Australian violinist (born 1956)

Dene Maxwell Olding (born 11 October 1956) is an Australian violinist. He has had a distinguished career as a soloist in Australia, New Zealand and the United States, performing over forty concertos in recent years, including many world premieres. He is the Concertmaster Emeritus of the Sydney Symphony Orchestra, first violinist in the Goldner String Quartet, and a member of the Australia Ensemble.

==Biography==
Dene Olding is the son of the husband and wife piano duo Max Olding and Pamela Page. He was initially educated at the Anglican Church Grammar School in Brisbane, but left at age 15—two years before he was due to graduate—to attend the Juilliard School in New York as a scholarship student of Ivan Galamian and Margaret Pardee. He graduated from Juilliard in 1978. He attended master classes with Nathan Milstein and had further lessons with Herman Krebbers and György Pauk.

He joined the Australia Ensemble in 1982, and was also at that time leader of the Australian Chamber Orchestra. In 1985, he was awarded a Churchill Fellowship to further his musical studies.

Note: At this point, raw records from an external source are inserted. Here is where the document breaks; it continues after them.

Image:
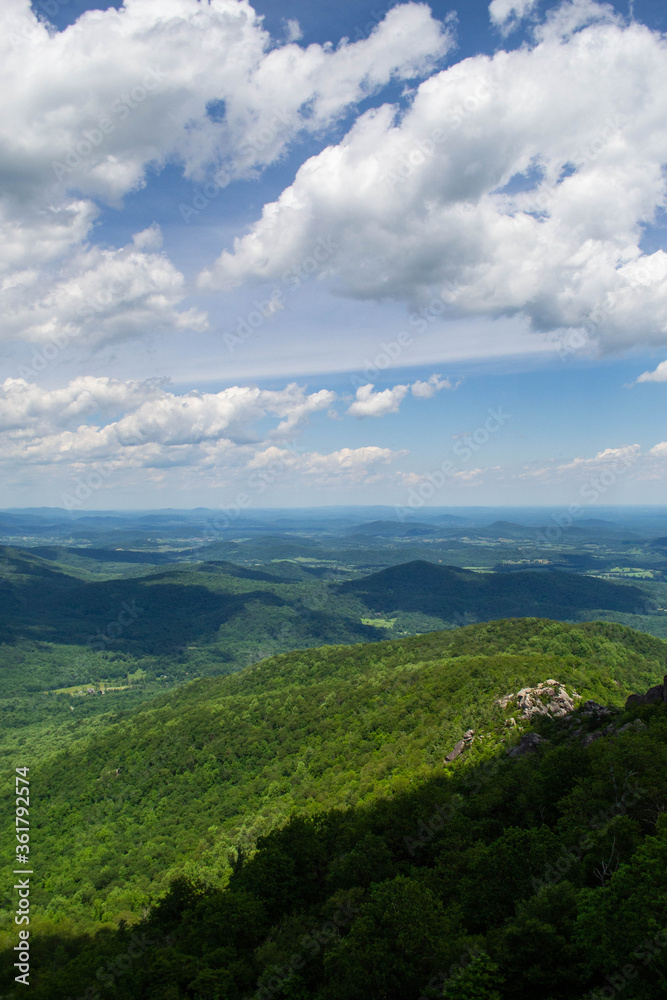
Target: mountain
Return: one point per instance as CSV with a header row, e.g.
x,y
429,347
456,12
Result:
x,y
497,877
393,529
172,786
451,593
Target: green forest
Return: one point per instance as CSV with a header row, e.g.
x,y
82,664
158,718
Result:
x,y
294,830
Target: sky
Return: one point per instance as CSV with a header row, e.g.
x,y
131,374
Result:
x,y
292,253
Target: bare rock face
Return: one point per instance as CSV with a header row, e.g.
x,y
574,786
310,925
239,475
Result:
x,y
548,698
453,754
653,695
460,746
528,744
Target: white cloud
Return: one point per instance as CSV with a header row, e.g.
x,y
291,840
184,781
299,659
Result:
x,y
369,403
27,407
99,296
88,111
92,106
659,375
343,467
506,14
433,385
517,184
611,462
377,404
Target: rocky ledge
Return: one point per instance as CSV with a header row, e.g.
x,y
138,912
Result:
x,y
550,697
653,695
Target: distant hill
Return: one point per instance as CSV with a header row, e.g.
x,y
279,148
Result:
x,y
452,593
393,529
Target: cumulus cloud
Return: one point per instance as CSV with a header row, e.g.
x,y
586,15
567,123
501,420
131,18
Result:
x,y
518,184
88,111
345,466
202,83
95,423
377,404
369,403
99,296
432,386
610,462
506,14
659,375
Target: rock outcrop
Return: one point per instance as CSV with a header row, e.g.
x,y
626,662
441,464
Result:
x,y
548,698
653,695
460,746
528,744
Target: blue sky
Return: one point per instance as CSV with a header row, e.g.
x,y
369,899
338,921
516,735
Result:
x,y
240,248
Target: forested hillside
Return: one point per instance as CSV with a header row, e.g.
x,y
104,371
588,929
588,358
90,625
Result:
x,y
172,786
495,877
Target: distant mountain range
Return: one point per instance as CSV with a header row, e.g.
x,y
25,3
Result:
x,y
451,593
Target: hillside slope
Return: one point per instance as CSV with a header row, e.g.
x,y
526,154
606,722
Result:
x,y
500,879
172,786
452,593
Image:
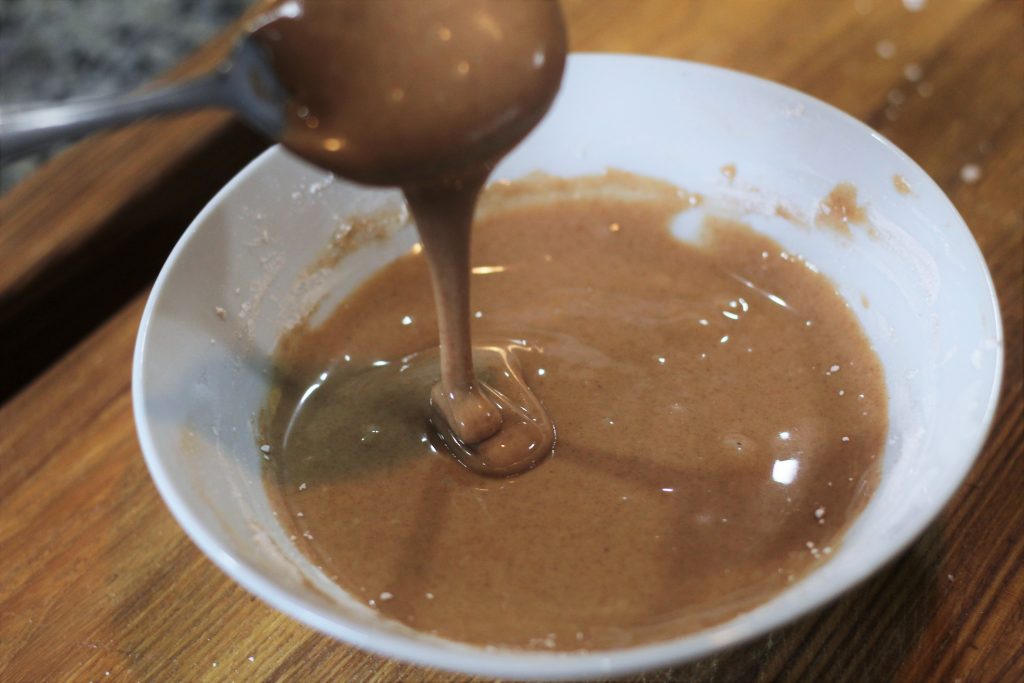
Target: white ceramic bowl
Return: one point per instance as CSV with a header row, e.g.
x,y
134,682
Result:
x,y
199,380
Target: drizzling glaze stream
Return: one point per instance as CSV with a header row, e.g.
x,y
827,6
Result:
x,y
427,96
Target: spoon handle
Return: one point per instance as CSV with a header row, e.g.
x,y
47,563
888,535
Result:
x,y
25,129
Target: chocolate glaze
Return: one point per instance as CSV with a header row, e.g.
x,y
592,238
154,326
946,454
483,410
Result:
x,y
720,414
426,95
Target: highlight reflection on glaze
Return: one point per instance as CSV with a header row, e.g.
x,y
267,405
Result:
x,y
702,462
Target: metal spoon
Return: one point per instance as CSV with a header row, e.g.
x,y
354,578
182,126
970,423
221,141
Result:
x,y
244,83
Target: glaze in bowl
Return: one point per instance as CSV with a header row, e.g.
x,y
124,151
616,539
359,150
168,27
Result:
x,y
241,274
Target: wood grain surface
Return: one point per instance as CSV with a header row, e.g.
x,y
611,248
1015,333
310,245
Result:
x,y
97,583
83,235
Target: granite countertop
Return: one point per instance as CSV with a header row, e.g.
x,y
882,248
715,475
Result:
x,y
52,50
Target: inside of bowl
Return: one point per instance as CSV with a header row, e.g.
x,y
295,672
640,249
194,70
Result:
x,y
242,274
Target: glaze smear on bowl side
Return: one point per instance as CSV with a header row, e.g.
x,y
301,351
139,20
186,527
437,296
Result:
x,y
720,413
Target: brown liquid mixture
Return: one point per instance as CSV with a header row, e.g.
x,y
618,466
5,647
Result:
x,y
428,95
720,421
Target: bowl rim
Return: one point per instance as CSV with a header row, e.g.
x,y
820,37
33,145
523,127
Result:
x,y
548,666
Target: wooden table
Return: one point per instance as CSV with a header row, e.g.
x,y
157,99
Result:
x,y
98,583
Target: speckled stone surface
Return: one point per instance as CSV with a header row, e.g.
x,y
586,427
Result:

During that year, he won a Bronze medal at the Queen Elisabeth Music Competition in Belgium.

He was concertmaster of the Sydney Symphony Orchestra from 1987 to 1994, and again from 2002 to 2016. On his retirement he was appointed Concertmaster Emeritus of the orchestra. He is also a frequent guest concertmaster of the Melbourne Symphony Orchestra.

Dene Olding is regularly heard as soloist with all the major Australian orchestras and has worked with conductors such as Edo de Waart, Stanisław Skrowaczewski, Stuart Challender, Sir Charles Mackerras, Jorge Mester, Günther Herbig, Werner Andreas Albert and David Porcelijn.

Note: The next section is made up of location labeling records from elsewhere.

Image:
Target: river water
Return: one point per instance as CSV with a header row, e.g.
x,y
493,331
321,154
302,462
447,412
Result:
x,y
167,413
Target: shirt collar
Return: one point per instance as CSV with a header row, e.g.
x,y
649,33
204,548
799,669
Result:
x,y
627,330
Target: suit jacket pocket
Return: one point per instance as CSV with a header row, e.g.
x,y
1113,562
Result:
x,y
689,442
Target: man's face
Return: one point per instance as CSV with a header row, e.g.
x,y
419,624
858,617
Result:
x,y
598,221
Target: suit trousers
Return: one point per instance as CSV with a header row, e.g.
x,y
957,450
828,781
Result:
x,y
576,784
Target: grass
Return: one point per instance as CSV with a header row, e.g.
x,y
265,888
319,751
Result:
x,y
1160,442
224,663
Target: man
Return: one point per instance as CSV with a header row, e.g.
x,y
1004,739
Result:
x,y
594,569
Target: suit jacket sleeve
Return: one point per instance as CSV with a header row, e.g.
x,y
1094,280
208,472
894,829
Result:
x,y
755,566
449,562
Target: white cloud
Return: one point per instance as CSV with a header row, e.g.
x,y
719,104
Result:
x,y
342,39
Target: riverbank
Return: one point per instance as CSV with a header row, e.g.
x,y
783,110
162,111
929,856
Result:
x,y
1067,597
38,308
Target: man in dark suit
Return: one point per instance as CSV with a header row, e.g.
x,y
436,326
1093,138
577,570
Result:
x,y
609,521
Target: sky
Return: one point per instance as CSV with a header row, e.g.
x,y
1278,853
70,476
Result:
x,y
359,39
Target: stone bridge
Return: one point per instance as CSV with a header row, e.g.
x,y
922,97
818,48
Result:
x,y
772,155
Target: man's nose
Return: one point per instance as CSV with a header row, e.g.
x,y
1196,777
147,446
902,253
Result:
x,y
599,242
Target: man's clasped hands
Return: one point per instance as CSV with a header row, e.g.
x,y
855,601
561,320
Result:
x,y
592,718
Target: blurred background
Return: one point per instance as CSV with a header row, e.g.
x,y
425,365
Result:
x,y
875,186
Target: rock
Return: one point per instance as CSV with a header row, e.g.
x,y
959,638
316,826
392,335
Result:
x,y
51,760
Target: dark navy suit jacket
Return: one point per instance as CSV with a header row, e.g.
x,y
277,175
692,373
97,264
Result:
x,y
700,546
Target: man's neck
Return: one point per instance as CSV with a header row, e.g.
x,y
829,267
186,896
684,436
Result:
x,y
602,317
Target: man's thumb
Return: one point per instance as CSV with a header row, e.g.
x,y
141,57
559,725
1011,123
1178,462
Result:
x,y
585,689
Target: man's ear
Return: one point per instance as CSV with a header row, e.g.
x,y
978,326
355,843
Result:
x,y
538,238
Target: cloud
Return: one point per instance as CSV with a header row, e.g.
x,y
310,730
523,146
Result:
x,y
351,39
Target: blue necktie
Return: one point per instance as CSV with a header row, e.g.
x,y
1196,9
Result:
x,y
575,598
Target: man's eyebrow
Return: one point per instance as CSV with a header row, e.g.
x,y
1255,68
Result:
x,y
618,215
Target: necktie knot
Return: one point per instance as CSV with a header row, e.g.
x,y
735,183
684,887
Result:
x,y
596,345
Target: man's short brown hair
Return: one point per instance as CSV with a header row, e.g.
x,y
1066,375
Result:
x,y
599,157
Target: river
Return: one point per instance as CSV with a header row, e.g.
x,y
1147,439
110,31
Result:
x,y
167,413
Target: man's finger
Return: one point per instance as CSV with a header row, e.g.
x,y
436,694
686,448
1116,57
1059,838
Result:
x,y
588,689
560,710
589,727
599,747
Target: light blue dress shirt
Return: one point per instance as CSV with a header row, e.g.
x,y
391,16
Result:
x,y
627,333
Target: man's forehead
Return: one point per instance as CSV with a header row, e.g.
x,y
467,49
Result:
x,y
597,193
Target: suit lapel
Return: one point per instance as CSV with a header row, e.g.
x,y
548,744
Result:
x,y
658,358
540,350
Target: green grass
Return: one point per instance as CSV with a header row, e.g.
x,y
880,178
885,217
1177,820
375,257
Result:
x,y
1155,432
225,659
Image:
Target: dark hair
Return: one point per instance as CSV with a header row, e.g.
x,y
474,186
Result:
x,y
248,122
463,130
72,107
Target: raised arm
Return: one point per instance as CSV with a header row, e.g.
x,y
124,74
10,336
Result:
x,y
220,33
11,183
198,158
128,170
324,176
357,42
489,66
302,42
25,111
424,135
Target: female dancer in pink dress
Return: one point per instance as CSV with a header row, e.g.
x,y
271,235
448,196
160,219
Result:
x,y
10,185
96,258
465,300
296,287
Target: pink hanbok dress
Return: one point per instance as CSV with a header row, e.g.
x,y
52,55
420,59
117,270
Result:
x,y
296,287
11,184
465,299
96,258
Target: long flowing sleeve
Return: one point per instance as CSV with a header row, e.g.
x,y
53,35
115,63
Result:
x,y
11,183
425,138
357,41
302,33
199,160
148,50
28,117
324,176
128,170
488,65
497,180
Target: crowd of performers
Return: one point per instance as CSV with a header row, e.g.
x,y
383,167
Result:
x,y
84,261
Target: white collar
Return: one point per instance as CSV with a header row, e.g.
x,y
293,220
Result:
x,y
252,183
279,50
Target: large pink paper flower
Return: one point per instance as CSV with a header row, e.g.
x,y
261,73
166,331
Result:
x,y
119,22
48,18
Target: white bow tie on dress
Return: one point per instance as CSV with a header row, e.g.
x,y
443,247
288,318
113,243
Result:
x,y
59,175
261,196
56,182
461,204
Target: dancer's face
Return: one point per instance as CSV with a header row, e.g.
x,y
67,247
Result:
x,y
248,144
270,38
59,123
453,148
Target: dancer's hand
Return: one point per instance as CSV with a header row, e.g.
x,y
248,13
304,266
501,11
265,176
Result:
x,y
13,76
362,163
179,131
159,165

He gave the Australian premieres of Witold Lutosławski's Chain 2 with the composer conducting, and the violin concertos by Elliott Carter and Philip Glass. In addition, he has performed world premieres of violin concertos by Ross Edwards (Maninyas, a work dedicated to Dene Olding) and Božidar Kos, and the Double Concerto for violin and viola by Richard Mills, written for himself and his wife, Irina Morozova.

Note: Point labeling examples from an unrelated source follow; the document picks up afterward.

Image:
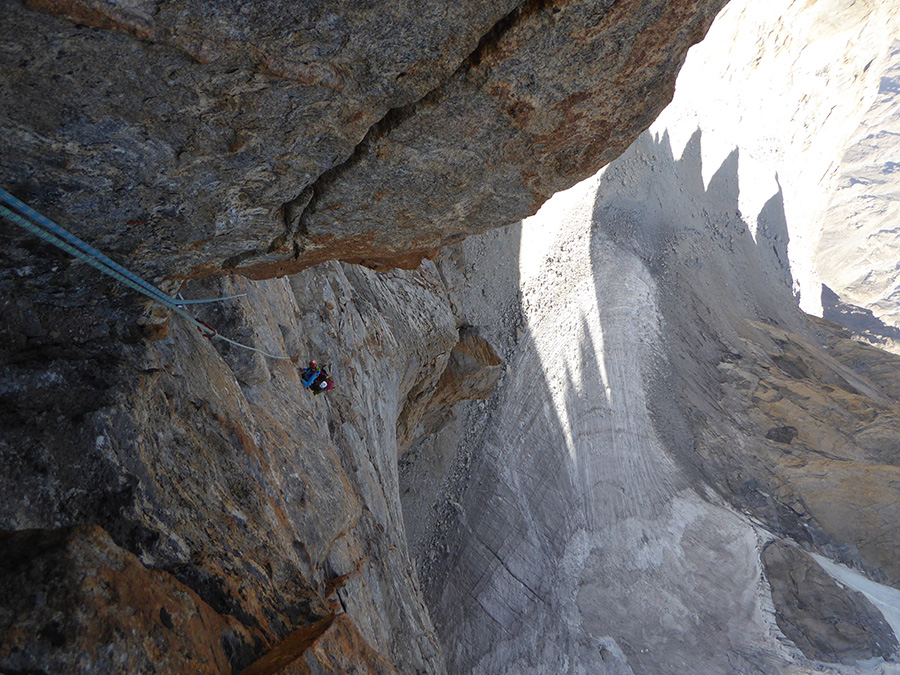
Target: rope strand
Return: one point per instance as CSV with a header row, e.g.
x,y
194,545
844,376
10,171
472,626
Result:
x,y
52,233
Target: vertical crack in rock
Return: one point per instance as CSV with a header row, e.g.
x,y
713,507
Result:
x,y
397,116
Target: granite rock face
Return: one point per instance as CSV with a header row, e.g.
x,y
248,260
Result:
x,y
207,473
266,138
828,622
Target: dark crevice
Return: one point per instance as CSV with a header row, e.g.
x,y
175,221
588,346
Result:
x,y
394,118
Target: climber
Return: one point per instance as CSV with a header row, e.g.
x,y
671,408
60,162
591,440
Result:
x,y
316,378
309,375
322,384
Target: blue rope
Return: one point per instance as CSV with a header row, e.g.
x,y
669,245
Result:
x,y
89,252
52,233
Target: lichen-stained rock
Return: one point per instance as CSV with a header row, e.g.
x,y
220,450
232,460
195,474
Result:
x,y
73,601
213,466
831,481
198,146
826,621
472,373
268,137
558,91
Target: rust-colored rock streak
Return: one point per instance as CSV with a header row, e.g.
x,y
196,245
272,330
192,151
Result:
x,y
290,649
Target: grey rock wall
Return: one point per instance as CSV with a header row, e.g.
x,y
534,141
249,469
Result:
x,y
268,137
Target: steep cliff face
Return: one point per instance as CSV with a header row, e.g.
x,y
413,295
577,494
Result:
x,y
196,488
665,411
214,500
266,137
855,256
669,410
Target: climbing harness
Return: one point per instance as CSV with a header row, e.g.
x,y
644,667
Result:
x,y
37,224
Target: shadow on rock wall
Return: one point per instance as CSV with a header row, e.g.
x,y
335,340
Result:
x,y
663,367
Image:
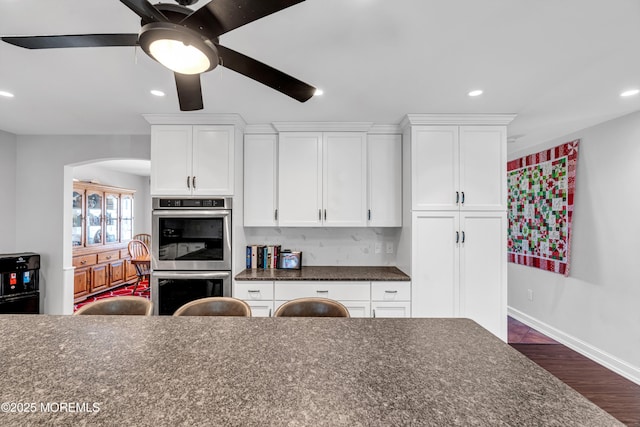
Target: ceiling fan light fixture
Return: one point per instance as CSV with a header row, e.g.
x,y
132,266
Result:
x,y
178,48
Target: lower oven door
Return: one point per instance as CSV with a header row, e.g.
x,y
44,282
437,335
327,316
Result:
x,y
172,289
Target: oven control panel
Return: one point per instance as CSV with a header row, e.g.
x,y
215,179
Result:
x,y
219,203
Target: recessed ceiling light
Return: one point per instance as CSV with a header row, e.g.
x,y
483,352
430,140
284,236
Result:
x,y
630,92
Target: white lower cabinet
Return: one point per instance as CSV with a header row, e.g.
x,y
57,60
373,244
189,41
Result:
x,y
258,294
362,299
391,299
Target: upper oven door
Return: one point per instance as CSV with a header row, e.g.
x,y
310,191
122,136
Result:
x,y
185,239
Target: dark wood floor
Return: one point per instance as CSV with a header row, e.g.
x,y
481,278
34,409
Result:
x,y
610,391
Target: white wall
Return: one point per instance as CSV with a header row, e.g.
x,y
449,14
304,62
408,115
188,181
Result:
x,y
330,246
44,172
596,309
142,199
7,192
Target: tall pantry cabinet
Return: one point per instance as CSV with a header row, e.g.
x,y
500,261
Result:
x,y
456,186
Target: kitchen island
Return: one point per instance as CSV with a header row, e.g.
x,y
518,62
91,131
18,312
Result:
x,y
217,371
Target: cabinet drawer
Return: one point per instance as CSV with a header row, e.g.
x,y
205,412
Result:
x,y
391,291
343,291
85,260
108,256
257,291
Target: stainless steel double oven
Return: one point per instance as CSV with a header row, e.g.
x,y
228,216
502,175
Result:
x,y
190,251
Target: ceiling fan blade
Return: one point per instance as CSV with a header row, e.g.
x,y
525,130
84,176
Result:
x,y
145,10
189,91
265,74
220,16
77,40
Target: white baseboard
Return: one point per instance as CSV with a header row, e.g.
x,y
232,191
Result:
x,y
632,373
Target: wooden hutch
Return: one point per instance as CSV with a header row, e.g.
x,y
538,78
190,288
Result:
x,y
101,229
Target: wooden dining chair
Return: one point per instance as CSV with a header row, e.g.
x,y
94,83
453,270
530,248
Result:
x,y
144,237
312,307
215,306
137,249
122,305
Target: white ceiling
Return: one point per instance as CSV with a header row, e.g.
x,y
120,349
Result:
x,y
560,65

He has made many recordings, including one of sonatas by Brahms, Beethoven and Mozart, with his father Max Olding. His recording of Ross Edwards' Maninyas won the 1994 ARIA Award for Best Classical Recording, and the Cannes award. He made the first CD recording of concertos by Frank Martin, Darius Milhaud and Samuel Barber. He has recorded the violin concerti of Paul Hindemith with the Queensland Symphony Orchestra under Werner Andreas Albert.

He was the Artistic Advisor and Chair of the Jury of the 2018 ABC Young Performers Award, held at the Sydney Opera House with the Sydney Symphony Orchestra.

He plays a Joseph Guarnerius violin made in 1720. In the Edwards, Martin, Milhaud and Barber recordings, he used the A. E. Smith violin he inherited from a previous Sydney Symphony concertmaster, Ernest Llewellyn.

He has conducted the Sydney Symphony and Auckland Philharmonia Orchestra.

==Personal life==
Olding is married to Irina Morozova, a violist with the Goldner String Quartet and the Australia Ensemble. Together they have a son, Nicolai.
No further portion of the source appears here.